In 1884 Sim, who also founded the Kobe Regatta & Athletic Club, introduced a lemonade-like drink originally known as “mabu soda” or “marble soda” due to the marbles which are found at the top of the bottle. It became hugely popular among the foreign contingent in Kobe and was later rebranded as ramune (which sounds a bit like lemonade). Sold all over the country, it’s still popular with young and old alike to this very day.
3. W.K. Burton
Edinburgh-born Burton, something of a polymath, became one of the most prominent foreign influencers in Japan during the Meiji Period.

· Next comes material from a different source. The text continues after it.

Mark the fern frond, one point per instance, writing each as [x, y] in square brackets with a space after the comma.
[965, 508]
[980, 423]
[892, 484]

In addition to designing Tokyo’s first-ever skyscraper, Ryounkaku in Asakusa which was built in 1890 and later leveled during the Great Kanto Earthquake of 1923, Burton was responsible for planning and overseeing the water and drainage systems of several cities in Japan including the capital. A genius engineer and visionary he was also known as a prolific photographer and documenter of Japanese life. He helped to introduce the country to the West through his photographs that were published in several British magazines of the time.
4. Richard Henry Brunton
“The father of Japanese lighthouses,” Brunton was employed by the Meiji government as an adviser. The 26 lighthouses, constructed by Brunton, across Japan became known as “Brunton’s children” and some of them are still standing today. The influential engineer from Muchalls, also founded Japan’s inaugural School of Civil Engineering. Brunton had a massive impact on Japan and is particularly well known in Yokohama as he created the first detailed maps of the port city, planned its sewage system, paved streets, gas lights and other innovations which helped make Japan’s second largest city into the powerhouse it is today.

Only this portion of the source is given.